Correvano anni lontani, molto lontani. Mi ritrovai a presenziare a un concerto di Francesco Guccini con una giovane aristocratica di grande classe (ho sempre avuto un debole per la classe...). Non sapevamo molto, l'un l'altro, dei rispettivi orientamenti ideologici, ma certamente il mio - per varie cose che facevo all'epoca - era più evidente del suo.
Circostanze fortunate ci consentirono di trovare un posto nelle prime file, cosa di cui lei fu molto contenta. Il concerto filò via liscio e assolutamente gradevole, e solo nel finale prese una svolta più marcatamente ideologica, che toccò il suo culmine nella canzone di chiusura, la mitica "La locomotiva".
Non si era forse ancora conclusa la prima strofa, che tutti quelli che ci circondavano erano balzati in piedi sulle sedie e salutavano con il pugno chiuso. Io ovviamente - per un insieme di ragioni, compresa quella che tendo a non fare mai quello che fanno gli altri - mi astenni. Enorme fu la mia sorpresa quando vidi la giovane aristocratica balzare a propria volta in piedi sulla sedia (e dire che l'agilità non era propriamente una delle sue maggiori peculiarità), salutare anch'ella con il pugno chiuso e cantare a squarciagola le lodi di quella locomotiva "lanciata a bomba contro l'ingiustizia!".
L'imperturbabilità è una delle mie doti. Potrei essere un ottimo giocatore di poker e sul mio volto non si disegna mai nulla di ciò che penso davvero. Guardo, al massimo con ironia o compatimento, se del caso, ma di norma non ho reazioni facciali e nemmeno di altro genere.
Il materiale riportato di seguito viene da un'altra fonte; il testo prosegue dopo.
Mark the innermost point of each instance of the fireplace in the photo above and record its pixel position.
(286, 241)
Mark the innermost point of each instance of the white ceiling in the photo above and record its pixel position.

A duplice esibizione conclusa, uscendo dall'arena dove il concerto si era tenuto, chiesi alla giovane aristocratica le ragioni di quella sua autentica esplosione ideologica ed ella mi fece notare, con altero distacco, che nobiltà di sangue (la sua risaliva al 1518) e proletariato non possono che essere naturalmente alleati contro le degenerazioni borghesi, frutto di una concezione economicistica e volgare dell'esistenza. Le chiesi cosa la rendesse sicura che quel "treno di signori" fosse pieno di borghesi e non di nobili, e lei mi rispose semplicemente "lo sento", e aggiunse: "e poi un nobile avrebbe usato la carrozza, non un vettore così cheap come il treno...".
Riflettei su questo divertente episodio per molto tempo, e con il passare degli anni sono giunto alla conclusione che, se è alquanto dubbio - a mio giudizio - che l'aristocrazia di sangue potesse nutrire tutte le virtù che la mia gradevole accompagnatrice le attribuiva, non sussiste comunque dubbio alcuno sul fatto che l'aristocrazia d'animo tenda più facilmente a riconoscersi in alcune millenarie doti popolari che non nell'ossessione borghese per il denaro, la "roba", la carriera, lo status, etc. etc.
Ho scritto questo perché non c'è nulla che mi diverta di più della definizione di "rossobruno", che mi arriva addosso sempre più spesso e che comunque considero un colore preferibile al "marron-guano" di chiara derivazione borghese. Poi - com'è ovvio e com'è giusto - à chacun son goût.